[21/06/05 - 13:06]
US deserters in F1 dock
The teams could be forced to pay back the fans
ll seven Formula One teams who failed to race in Sunday's US Grand Prix over fears their Michelin tyres might be dangerous have been charged with bringing the sport into disrepute.
Toyota, Renault, McLaren-Mercedes, Williams-BMW, BAR-Honda, Sauber-Petronas and Red Bull-Cosworth have been summonsed to defend the charges in Paris on June 29 by motor racing's governing body FIA.
FIA took the decision after the race descended into farce when the seven teams pulled into the pitlane after the warm-up lap leaving just the cars of Ferrari, Minardi and Jordan in the field.
The French tyre maker has refused to accept the blame - instead accusing FIA and their president Max Mosley of refusing to compromise over the problem.

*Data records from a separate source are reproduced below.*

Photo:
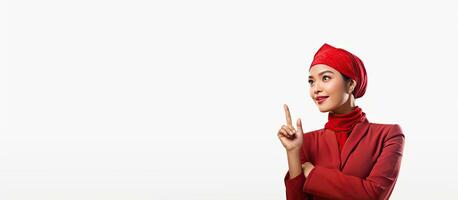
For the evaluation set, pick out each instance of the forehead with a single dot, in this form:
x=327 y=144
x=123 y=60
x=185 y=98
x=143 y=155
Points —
x=319 y=68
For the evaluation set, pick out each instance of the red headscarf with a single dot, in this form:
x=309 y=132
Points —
x=344 y=62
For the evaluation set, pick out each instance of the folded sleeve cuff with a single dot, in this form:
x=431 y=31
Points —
x=294 y=186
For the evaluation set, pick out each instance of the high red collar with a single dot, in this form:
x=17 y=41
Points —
x=345 y=122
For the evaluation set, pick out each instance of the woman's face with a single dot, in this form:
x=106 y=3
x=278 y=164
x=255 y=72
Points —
x=327 y=88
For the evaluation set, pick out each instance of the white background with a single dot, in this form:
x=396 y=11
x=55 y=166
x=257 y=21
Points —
x=183 y=99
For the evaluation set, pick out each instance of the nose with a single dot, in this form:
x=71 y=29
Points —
x=316 y=88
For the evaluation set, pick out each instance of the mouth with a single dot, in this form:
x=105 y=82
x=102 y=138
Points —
x=321 y=99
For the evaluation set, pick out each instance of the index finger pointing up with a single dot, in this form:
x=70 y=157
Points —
x=288 y=116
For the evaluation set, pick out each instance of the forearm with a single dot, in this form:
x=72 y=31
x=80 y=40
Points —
x=294 y=163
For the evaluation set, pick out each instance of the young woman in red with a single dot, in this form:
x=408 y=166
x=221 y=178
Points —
x=350 y=158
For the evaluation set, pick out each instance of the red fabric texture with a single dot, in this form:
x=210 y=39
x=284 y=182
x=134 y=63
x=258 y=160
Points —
x=366 y=168
x=344 y=62
x=342 y=124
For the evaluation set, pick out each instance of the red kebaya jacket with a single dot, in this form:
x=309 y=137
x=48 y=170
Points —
x=367 y=167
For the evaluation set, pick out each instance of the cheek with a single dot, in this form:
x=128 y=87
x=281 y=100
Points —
x=335 y=89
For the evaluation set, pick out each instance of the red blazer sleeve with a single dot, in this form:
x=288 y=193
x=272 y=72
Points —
x=333 y=184
x=294 y=186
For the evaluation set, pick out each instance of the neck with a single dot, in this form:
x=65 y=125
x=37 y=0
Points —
x=347 y=107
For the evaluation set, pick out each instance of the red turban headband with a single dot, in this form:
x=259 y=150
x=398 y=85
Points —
x=344 y=62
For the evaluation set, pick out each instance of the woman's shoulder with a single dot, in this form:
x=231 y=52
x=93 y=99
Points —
x=391 y=129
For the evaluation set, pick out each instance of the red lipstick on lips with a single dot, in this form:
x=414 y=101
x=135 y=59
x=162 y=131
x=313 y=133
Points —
x=321 y=99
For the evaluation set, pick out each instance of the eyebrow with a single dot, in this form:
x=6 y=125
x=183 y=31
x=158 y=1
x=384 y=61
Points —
x=323 y=73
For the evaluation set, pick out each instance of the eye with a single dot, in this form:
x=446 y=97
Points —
x=325 y=78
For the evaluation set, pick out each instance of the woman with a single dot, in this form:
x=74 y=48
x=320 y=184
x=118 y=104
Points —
x=350 y=158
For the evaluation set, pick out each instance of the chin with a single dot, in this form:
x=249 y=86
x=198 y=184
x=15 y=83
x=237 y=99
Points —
x=323 y=108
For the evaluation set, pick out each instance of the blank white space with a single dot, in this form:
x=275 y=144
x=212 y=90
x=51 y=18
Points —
x=182 y=99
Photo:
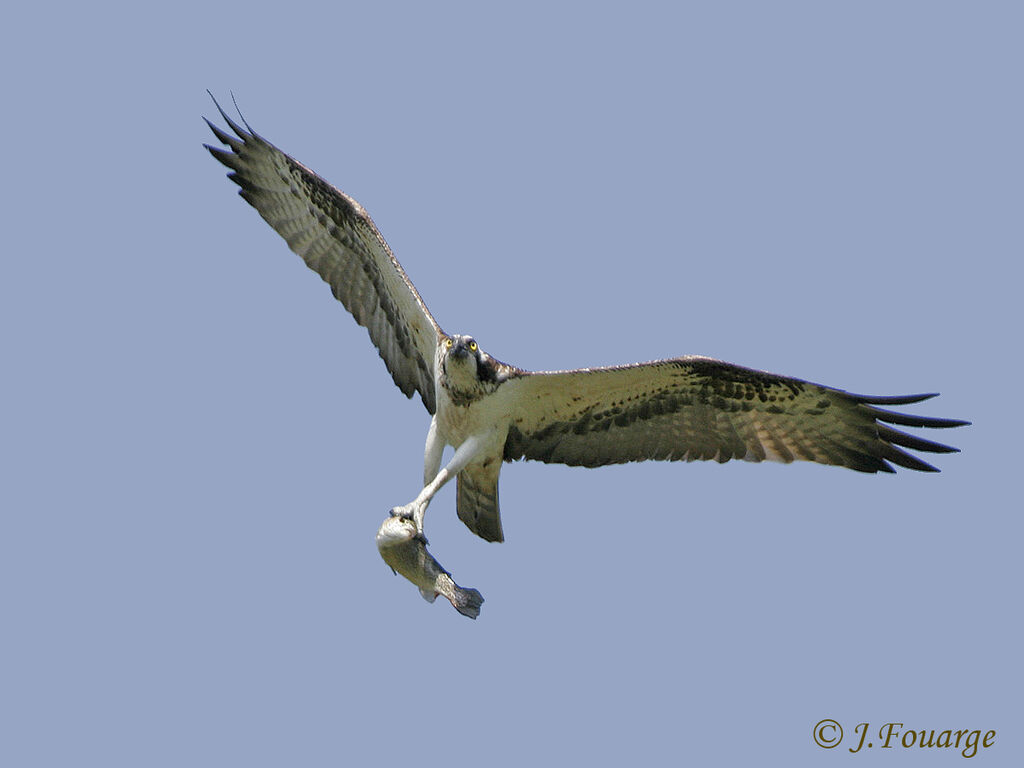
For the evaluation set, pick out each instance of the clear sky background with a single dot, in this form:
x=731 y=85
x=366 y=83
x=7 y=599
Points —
x=199 y=443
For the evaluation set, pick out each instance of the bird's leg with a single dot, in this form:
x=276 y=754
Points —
x=416 y=509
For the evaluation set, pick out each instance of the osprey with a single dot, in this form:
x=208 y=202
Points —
x=683 y=409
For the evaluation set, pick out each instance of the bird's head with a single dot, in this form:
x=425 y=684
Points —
x=465 y=366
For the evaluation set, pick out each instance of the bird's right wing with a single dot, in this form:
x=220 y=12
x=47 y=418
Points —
x=701 y=409
x=337 y=239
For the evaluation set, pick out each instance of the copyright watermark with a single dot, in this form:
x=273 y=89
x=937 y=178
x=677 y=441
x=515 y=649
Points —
x=828 y=734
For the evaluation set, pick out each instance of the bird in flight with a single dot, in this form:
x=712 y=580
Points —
x=683 y=409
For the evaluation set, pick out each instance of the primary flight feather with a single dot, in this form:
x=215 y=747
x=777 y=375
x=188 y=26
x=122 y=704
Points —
x=683 y=409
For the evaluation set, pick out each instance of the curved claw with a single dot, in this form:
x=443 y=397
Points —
x=403 y=512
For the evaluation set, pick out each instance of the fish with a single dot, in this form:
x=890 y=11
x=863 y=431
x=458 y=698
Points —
x=406 y=552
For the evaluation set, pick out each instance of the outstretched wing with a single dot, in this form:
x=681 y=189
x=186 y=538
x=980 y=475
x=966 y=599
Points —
x=697 y=408
x=337 y=239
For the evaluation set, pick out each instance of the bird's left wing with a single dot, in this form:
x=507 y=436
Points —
x=697 y=408
x=338 y=240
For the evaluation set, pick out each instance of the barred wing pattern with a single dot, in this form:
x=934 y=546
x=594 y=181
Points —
x=701 y=409
x=338 y=240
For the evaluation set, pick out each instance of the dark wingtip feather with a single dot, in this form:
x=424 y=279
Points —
x=907 y=420
x=898 y=399
x=243 y=134
x=223 y=137
x=912 y=441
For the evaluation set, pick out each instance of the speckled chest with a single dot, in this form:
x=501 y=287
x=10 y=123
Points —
x=459 y=419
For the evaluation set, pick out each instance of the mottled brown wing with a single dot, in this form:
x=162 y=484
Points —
x=337 y=239
x=476 y=500
x=701 y=409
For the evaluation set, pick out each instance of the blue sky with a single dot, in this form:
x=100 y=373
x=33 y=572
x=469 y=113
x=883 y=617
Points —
x=199 y=442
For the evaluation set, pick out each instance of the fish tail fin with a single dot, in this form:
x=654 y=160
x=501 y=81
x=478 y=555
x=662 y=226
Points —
x=467 y=602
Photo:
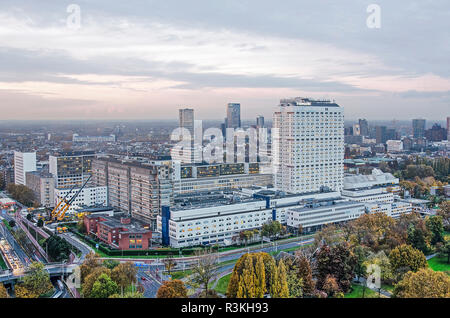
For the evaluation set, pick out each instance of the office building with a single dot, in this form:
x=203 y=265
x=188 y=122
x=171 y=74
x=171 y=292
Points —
x=43 y=186
x=71 y=169
x=418 y=126
x=381 y=134
x=233 y=115
x=218 y=218
x=363 y=127
x=215 y=177
x=260 y=122
x=138 y=188
x=23 y=163
x=308 y=145
x=87 y=197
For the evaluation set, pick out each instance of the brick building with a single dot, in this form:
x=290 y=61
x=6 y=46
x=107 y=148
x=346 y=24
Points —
x=119 y=232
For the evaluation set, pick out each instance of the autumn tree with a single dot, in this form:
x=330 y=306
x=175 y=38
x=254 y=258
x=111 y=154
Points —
x=204 y=270
x=338 y=261
x=104 y=287
x=444 y=212
x=425 y=283
x=124 y=275
x=304 y=272
x=172 y=289
x=435 y=225
x=3 y=292
x=91 y=262
x=91 y=278
x=256 y=259
x=331 y=286
x=169 y=264
x=247 y=281
x=405 y=258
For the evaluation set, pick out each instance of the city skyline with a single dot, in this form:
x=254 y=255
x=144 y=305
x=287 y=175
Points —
x=135 y=61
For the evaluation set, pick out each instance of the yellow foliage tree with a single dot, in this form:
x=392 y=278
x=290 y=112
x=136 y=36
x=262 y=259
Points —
x=424 y=283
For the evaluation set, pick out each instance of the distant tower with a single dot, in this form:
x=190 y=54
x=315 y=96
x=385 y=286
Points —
x=233 y=115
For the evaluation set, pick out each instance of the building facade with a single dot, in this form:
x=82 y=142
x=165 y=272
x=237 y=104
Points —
x=23 y=162
x=308 y=145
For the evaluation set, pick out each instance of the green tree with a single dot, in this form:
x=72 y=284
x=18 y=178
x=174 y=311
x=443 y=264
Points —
x=304 y=272
x=405 y=258
x=124 y=275
x=37 y=279
x=3 y=292
x=425 y=283
x=435 y=225
x=247 y=281
x=204 y=270
x=172 y=289
x=104 y=287
x=337 y=261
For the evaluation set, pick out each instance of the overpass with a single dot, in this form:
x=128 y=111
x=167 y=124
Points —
x=54 y=269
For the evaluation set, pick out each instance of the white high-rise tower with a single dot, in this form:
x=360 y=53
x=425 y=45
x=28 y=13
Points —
x=308 y=145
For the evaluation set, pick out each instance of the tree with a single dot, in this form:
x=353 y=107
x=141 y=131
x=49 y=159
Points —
x=124 y=275
x=444 y=250
x=128 y=295
x=338 y=261
x=444 y=212
x=89 y=281
x=247 y=280
x=22 y=292
x=382 y=260
x=284 y=288
x=91 y=262
x=204 y=270
x=304 y=272
x=104 y=287
x=425 y=283
x=295 y=285
x=405 y=258
x=169 y=264
x=110 y=263
x=3 y=292
x=331 y=286
x=435 y=225
x=260 y=278
x=172 y=289
x=37 y=279
x=57 y=248
x=255 y=259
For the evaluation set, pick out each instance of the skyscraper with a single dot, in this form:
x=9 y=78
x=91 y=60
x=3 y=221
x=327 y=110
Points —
x=186 y=120
x=260 y=121
x=308 y=145
x=448 y=128
x=364 y=127
x=233 y=115
x=23 y=162
x=381 y=134
x=419 y=128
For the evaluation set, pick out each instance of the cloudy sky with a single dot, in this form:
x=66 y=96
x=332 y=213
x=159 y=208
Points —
x=145 y=59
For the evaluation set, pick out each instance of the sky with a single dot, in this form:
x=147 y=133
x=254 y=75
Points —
x=146 y=59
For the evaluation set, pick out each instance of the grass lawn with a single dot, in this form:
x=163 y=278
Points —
x=222 y=284
x=357 y=292
x=388 y=288
x=181 y=274
x=3 y=265
x=439 y=264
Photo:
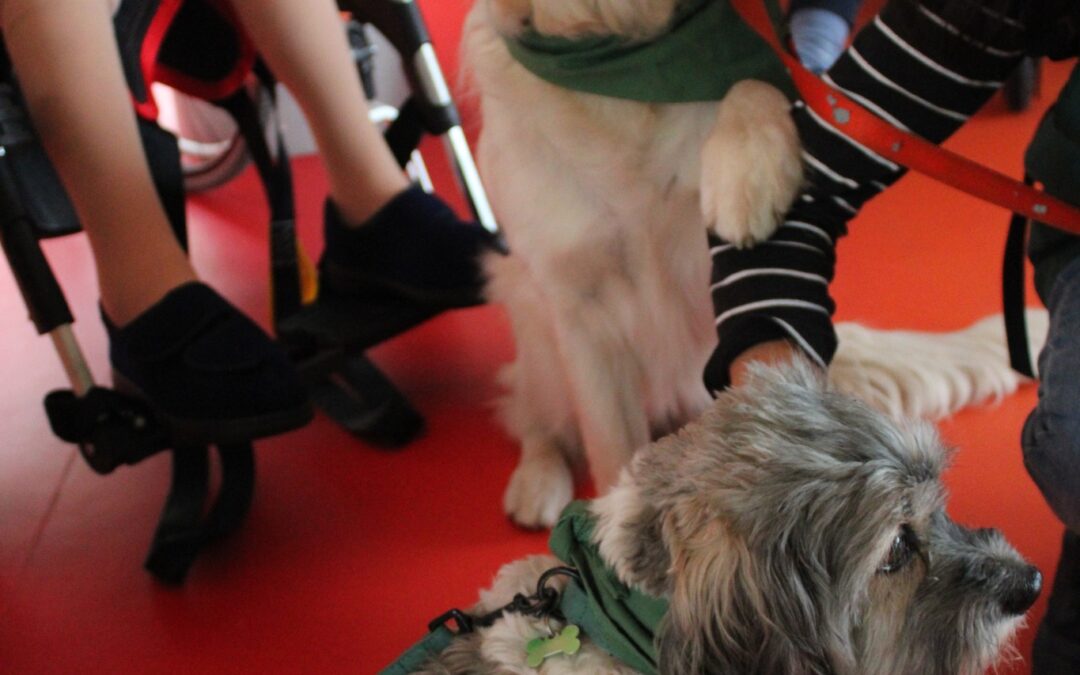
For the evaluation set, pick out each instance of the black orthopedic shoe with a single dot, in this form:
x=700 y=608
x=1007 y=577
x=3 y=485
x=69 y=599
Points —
x=1056 y=649
x=208 y=372
x=414 y=250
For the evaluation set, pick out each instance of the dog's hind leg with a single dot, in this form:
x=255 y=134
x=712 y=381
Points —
x=537 y=409
x=751 y=167
x=932 y=375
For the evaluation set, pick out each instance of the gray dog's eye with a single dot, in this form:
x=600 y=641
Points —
x=904 y=547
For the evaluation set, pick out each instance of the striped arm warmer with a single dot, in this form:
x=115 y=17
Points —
x=917 y=69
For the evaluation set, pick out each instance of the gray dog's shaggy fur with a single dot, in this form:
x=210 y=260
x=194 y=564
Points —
x=794 y=530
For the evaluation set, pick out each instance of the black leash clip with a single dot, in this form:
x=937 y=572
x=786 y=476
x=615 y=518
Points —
x=466 y=622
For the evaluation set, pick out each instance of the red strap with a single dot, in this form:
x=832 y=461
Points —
x=907 y=149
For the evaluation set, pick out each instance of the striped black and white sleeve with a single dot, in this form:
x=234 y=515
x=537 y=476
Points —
x=919 y=67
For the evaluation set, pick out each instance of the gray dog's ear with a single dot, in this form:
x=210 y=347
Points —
x=630 y=530
x=729 y=615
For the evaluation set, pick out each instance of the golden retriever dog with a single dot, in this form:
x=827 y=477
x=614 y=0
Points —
x=605 y=203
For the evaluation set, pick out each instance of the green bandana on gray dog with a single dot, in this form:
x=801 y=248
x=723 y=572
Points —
x=620 y=620
x=706 y=50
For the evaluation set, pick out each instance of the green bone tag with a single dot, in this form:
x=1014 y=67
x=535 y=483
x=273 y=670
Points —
x=540 y=648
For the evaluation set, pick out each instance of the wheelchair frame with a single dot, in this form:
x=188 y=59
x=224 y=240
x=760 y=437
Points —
x=111 y=429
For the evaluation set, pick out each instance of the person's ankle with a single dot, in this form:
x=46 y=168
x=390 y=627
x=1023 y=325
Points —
x=123 y=306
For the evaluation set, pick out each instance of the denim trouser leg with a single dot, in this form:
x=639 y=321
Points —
x=1051 y=437
x=1051 y=442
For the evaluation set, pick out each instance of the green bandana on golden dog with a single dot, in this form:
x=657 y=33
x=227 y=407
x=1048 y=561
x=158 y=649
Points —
x=706 y=49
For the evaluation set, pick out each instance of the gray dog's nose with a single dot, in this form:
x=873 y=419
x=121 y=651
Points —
x=1025 y=590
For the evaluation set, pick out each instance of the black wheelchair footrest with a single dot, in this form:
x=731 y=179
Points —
x=112 y=429
x=348 y=325
x=183 y=531
x=362 y=400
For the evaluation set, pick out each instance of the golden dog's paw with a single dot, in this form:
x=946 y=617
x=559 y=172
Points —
x=539 y=489
x=751 y=167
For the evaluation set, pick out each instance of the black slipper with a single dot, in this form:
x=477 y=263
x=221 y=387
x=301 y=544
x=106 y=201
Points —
x=207 y=370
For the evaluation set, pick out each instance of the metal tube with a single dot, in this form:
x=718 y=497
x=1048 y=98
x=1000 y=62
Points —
x=71 y=359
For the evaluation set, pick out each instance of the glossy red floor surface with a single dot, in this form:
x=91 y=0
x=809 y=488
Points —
x=349 y=551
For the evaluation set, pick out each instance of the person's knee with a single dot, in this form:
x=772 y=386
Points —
x=12 y=12
x=1051 y=444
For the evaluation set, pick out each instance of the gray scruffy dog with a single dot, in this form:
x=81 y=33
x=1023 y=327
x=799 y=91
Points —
x=791 y=530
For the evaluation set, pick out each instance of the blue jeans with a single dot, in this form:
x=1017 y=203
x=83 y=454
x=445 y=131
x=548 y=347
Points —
x=1051 y=437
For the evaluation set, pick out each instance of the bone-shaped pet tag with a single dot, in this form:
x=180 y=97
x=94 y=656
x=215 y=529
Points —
x=540 y=648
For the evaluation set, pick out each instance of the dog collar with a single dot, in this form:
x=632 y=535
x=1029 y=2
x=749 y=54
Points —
x=706 y=50
x=619 y=619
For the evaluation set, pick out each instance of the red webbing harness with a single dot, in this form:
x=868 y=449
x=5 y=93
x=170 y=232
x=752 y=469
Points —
x=907 y=149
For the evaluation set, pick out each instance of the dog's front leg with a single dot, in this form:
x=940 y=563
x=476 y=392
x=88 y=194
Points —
x=751 y=165
x=606 y=380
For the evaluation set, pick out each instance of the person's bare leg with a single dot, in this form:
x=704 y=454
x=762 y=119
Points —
x=305 y=44
x=68 y=66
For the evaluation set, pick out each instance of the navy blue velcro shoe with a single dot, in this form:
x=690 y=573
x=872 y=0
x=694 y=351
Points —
x=415 y=248
x=207 y=372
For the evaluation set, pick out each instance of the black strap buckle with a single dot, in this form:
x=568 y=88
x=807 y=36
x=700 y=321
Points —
x=464 y=622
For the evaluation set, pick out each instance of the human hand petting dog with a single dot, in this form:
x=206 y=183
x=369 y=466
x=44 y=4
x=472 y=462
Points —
x=773 y=352
x=819 y=37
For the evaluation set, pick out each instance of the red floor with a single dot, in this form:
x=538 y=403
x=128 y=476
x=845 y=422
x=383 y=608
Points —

The FIA have charged the team chiefs with:
- failing to ensure they had a supply of suitable tyres
- wrongfully refusing to allow their cars to start the race and/or
- wrongfully refusing to allow their cars to race subject to a speed restriction in one corner which was safe for suich tyres as they had and/or
- combined with other teams to make a demonstration damaging to the image of Formula One by pulling into the pits immediately before the start of the race.
The FIA cannot ban the teams because future races would be wrecked with 14 cars missing but Mosley has already raised the possibility that teams could be forced to pay back the fans who paid 100 dollars a ticket for Sunday's fiasco at Indianapolis.
A refund was estimated to be around 16 million dollars.
The teams may anyway be penalised by their sponsors who invite thousands of corporate guests to races.
BAR Honda were faced with paying back 11 million dollars to sponsors when they were banned from the Monaco Grand Prix this year.
The FIA's stance was seen as a hardening of the battle lines between Mosley, and the car manufacturers who back the idea of a breakaway championship in the face of Mosley's raft of new regulations to simplify motor racing to be brought in from the start of 2008.
Michelin's failure to supply its teams with safe and durable tyres came less than two weeks after it was warned by the FIA not to sacrifice safety for performance.
Mosley wrote to Michelin in the wake of Kimi Raikkonen's suspension failure in the European grand prix - caused by vibrations which built up after the Finn flat-spotted his right front tyre - warning it should take no risks in the specifications of its tyres.